Let $n$ be the number of voters and $A$ be the set of alternatives. For voter $i$, we denote by $a \succ_i b$, if $i$ prefers $a$ to $b$, where $a,b \in A$. Let $L(A)$ denote the set of all strict linear orders on $A$.
The proof of the Gibbard Satterthwaite theorem starts by considering the case $n=2$.
First part of the proof: Let $a,b \in A$ with $a \neq b$. Consider $\succ \in L(A)^2$ such that \begin{equation} a \succ_1 b \succ_1 x \quad \text{ and } \quad b \succ_2 a \succ_2 x, \end{equation} for all $x \in A \setminus \{a, b \}$. Let $f: (L(A))^2 \rightarrow A$ be a SCF. Suppose, for a contradiction, that $f(\succ) =a.$ We also define $\succ' \in L(A)^2$ such that \begin{equation} a \succ^{'}_1 b \succ^{'}_1 x \quad \text{ and } \quad b \succ^{'}_2 x \succ^{'}_2 a, \end{equation} for all $x \in A \setminus \{a, b \}$. Then it is clear that $f( \succ') \neq b$ by strategy-proofness. ....

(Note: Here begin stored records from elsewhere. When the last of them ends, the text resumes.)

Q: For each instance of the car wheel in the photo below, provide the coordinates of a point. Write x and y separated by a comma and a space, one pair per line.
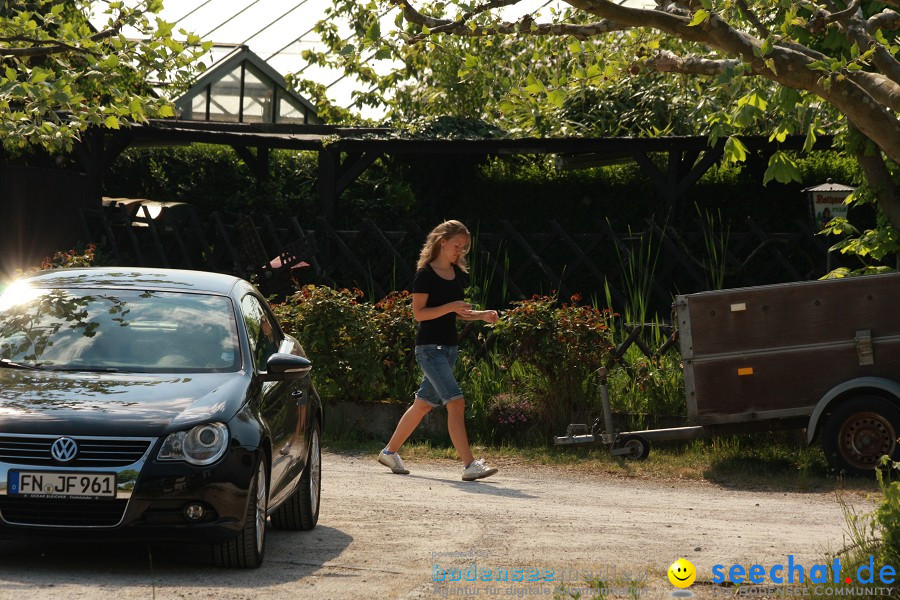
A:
859, 432
301, 510
247, 549
639, 447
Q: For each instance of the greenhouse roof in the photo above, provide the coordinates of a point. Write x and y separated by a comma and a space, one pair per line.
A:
242, 88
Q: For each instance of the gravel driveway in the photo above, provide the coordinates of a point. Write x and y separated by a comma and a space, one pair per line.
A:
389, 536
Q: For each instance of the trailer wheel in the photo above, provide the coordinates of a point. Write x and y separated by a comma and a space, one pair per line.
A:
859, 432
639, 446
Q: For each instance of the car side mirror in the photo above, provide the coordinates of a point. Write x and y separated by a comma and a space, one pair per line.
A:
286, 367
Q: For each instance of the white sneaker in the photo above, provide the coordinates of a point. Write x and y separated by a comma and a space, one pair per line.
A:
393, 462
477, 470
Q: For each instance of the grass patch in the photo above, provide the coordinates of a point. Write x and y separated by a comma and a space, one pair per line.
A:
778, 462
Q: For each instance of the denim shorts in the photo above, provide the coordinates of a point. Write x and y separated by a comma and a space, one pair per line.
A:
438, 386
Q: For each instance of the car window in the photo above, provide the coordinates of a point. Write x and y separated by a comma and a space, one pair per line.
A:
261, 331
127, 330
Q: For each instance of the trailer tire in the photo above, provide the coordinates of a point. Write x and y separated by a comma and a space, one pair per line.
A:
639, 446
859, 432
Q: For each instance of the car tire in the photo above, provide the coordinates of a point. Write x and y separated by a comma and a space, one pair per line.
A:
859, 432
301, 510
246, 550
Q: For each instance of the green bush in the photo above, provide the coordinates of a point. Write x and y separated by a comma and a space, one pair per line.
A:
397, 339
340, 336
479, 189
564, 345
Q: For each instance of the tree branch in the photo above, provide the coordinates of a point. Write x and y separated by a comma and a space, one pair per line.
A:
669, 62
754, 20
51, 46
822, 18
879, 179
886, 20
523, 27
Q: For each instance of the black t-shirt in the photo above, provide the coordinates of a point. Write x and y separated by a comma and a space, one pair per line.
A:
440, 291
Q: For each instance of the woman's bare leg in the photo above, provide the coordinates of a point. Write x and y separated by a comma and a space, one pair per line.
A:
456, 426
408, 423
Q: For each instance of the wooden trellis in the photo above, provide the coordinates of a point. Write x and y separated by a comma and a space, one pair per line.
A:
376, 260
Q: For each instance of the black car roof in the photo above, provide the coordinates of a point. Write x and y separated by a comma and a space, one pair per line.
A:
134, 277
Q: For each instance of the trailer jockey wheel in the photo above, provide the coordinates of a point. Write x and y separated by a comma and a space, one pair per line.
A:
859, 432
639, 446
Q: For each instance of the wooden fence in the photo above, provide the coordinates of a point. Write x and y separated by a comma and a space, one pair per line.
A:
507, 263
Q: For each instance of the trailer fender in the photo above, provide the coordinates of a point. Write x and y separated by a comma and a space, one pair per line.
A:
849, 388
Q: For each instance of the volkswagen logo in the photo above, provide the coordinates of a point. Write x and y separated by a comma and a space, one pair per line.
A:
64, 449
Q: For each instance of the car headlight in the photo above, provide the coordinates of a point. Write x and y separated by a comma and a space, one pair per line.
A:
202, 445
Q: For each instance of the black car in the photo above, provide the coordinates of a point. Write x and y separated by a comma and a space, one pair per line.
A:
157, 405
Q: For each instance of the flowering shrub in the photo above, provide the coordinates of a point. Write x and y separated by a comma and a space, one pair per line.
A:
70, 259
512, 417
397, 339
340, 336
565, 343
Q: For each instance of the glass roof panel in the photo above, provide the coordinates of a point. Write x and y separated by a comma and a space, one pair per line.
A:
290, 111
259, 94
225, 95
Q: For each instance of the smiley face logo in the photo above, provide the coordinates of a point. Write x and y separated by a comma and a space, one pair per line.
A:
682, 573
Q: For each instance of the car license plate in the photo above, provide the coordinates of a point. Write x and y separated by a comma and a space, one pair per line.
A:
65, 485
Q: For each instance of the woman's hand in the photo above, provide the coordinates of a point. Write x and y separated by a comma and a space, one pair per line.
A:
489, 316
460, 307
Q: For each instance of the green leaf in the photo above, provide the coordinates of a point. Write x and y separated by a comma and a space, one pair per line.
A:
810, 140
374, 32
782, 169
557, 98
701, 16
735, 150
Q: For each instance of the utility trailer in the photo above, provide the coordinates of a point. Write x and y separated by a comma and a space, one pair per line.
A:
820, 355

My question is that I don't understand why $f( \succ') \neq b$ by strategy-proofness? I can't show that $f$ is manipulable if $f( \succ') = b$. Any ideas?
If $f(\succ')=b$, then $2$ is better off pretending to have $\succ_2'$ rather than the actual $\succ_2$: the outcome will then be $b$ instead of $a$, and $b\succ_2 a$.